### Problem Set 2

Topic Basic Redex Programming

Due Tuesday, January 31, 2017 at 2pm

Purpose The goal of this problem set is to acquire basic competence in designing metafunctions.

Your solution must use the Redex programming language for all problems. The function may escape to the Racket programming language for simple tasks like multiplying two numbers or determining the length of a list.

Problem 1 Wikipedia describes a mobile as follows:
 A mobile is a type of kinetic sculpture constructed to take advantage of the principle of equilibrium. It consists of a number of rods, from which weighted objects or further rods hang. The objects hanging from rods balance each other, so that the rods remain more or less horizontal. Each rod hangs from only one string, which gives it freedom to rotate about the string.

Here is a rigorous, structured description:
 A Mobile is one of: -- a Weight -- a composite of two Mobiles and a Weight A Weight is a natural number (0, 1, 2, ...). Interpretation: The weight in the first clause represents an "atomic" sculpture; it is a number indicating how much that sculpture weighs.  The weight in the second clause represents the weight of the beam connecting the two Mobiles.

Here is a data (language) definition for a mobile:
 (define-language mobile (m w        ; atomic sculpture (weight) (m m w)) ; composite (w number)) ; weight is a number

Define five sample mobiles, with at least three composites.

Design the following functions:
• num-atomics, which counts the number of atomic sculptures in a mobile;

• total-weight, which determines the total weight of a mobile;

• depth, which determines the maximal number of links from the top of a mobile to one of its atomic sculptures;

• replace, which replaces all atomic sculptures with an old weight with atomic sculptures of a new weight in some mobile;

• balanced?, which determines whether or not a mobile is balanced. A mobile is balanced if the weight of the mobile on one end is equal to the weight of the mobile on the other end. The weight of a mobile naturally includes the beams.

Problem 2 Here is a data (language) definition for a graph representation, including two sample graphs:
 (define-language Graph (g (graph n ... e ...)) (n (node x)) (e (edge x x)) (x variable-not-otherwise-mentioned)) (define g1 (term (graph (node a) (node b) (node c) (edge b a) (edge b c)))) (define g2 (term (graph (node a) (node b) (edge b a) (edge b c))))
A quick check shows that both g1 and g1 are members of Graph’s language:
 > (redex-match? Graph g g1) #t > (redex-match? Graph g g2) #t
At the same time, g2 contains an edge that clearly mentions the name of a node that does not exist.

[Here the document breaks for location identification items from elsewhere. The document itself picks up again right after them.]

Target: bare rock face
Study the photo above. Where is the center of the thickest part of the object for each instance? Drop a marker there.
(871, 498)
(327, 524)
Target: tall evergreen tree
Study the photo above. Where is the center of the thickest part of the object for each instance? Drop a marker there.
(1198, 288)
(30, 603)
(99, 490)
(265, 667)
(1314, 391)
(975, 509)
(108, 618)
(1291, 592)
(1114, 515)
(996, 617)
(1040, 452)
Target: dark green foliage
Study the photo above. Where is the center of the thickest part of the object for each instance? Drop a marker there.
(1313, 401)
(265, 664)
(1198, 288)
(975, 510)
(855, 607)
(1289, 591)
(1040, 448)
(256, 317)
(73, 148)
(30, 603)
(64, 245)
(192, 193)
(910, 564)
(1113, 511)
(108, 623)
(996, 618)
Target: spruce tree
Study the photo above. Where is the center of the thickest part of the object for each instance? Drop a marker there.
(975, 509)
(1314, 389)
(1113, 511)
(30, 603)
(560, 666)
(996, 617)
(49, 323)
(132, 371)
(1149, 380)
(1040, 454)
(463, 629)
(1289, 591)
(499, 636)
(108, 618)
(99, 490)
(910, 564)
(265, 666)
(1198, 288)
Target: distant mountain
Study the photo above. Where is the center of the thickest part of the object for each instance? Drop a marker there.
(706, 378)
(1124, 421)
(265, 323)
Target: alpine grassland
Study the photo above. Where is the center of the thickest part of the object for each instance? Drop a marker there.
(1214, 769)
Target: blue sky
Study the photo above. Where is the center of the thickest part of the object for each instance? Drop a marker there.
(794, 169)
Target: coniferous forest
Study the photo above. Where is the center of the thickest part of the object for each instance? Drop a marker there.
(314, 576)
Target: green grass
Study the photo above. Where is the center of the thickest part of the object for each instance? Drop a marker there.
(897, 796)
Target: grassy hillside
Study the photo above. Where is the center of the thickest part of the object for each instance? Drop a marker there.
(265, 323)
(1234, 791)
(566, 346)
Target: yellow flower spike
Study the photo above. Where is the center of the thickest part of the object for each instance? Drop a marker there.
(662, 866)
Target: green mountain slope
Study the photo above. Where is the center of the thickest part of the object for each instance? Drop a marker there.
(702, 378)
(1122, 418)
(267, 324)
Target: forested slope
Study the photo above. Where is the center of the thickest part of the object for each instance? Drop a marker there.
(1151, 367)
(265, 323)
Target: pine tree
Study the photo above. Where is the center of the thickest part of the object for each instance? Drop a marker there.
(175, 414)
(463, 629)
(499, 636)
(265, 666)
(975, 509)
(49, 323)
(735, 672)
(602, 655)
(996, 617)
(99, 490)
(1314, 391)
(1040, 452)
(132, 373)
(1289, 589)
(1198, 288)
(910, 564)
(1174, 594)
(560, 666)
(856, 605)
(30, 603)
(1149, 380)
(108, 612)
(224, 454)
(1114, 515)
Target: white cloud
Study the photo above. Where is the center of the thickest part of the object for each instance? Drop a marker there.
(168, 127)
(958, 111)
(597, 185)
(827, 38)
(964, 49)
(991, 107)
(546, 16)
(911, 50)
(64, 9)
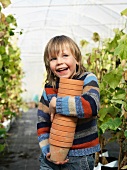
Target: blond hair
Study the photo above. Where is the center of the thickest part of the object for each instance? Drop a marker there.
(53, 48)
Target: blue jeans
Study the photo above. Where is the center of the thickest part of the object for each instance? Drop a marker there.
(75, 163)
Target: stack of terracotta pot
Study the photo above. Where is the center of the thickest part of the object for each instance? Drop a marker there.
(63, 127)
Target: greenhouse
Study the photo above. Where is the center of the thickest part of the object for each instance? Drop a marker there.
(99, 28)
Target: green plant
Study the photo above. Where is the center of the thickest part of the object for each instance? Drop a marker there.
(10, 70)
(108, 62)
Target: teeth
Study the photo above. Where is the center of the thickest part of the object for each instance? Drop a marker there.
(61, 69)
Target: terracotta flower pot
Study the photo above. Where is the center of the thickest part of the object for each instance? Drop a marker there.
(63, 127)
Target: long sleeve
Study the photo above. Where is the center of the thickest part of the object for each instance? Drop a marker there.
(44, 124)
(84, 106)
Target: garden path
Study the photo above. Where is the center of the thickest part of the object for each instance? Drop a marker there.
(22, 144)
(23, 151)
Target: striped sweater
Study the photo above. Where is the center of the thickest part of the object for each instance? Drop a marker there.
(84, 107)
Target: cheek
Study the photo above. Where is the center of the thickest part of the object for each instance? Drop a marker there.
(52, 67)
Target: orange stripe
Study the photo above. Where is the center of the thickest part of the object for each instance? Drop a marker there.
(87, 108)
(86, 145)
(43, 130)
(51, 90)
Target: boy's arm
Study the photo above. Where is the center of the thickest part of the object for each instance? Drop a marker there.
(84, 106)
(44, 123)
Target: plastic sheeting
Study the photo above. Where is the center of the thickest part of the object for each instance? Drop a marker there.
(43, 19)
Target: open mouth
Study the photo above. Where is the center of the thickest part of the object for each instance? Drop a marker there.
(62, 69)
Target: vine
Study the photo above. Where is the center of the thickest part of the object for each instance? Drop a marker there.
(11, 73)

Design the function good, which determines whether or not the edges in a Graph g mention only names that also name a node in g.

Problem 3 Develop a Redex language definition for the following toy subset of the Lisp/Scheme/Racket language, presented with a Java-style grammar notation:
 An Expression is one of: -- Variable -- (function Variable Expression) -- (Expression Expression) A Variable is a String.
The token function is the only keyword in the language.

Next, develop a Redex language definition for the following:
 An DBExpression is one of: -- Number -- Variable -- (function Variable DBExpression) -- (DBExpression DBExpression) A Variable is a String.
Again, the token function is the only keyword in this language.

Design db. The function consumes an Expression and produces a DBExpression. For each variable introduced by the first clause in an Expression, db replaces it with the number of function nodes between it and the closest enclosing function node that comes with the same variable. If there is no such node, the variable is left unchanged in the output.

For example, when given
 (function "y" ((function "x" ("x" "y")) ("x" "y")))
db produces
 (function "y" ((function "x" (0 1)) ("x" 0)))

Note This problem is already a true exercise in modeling programming languages.

Deliverable Email a tar.gz bundle to me and Max New at our CCS email addresses. The name of the bundle should combine the last names of the pair in alphabetical order. The tar bundle must contain a single .rkt file—with the same name as the tar ball—and a README.txt file.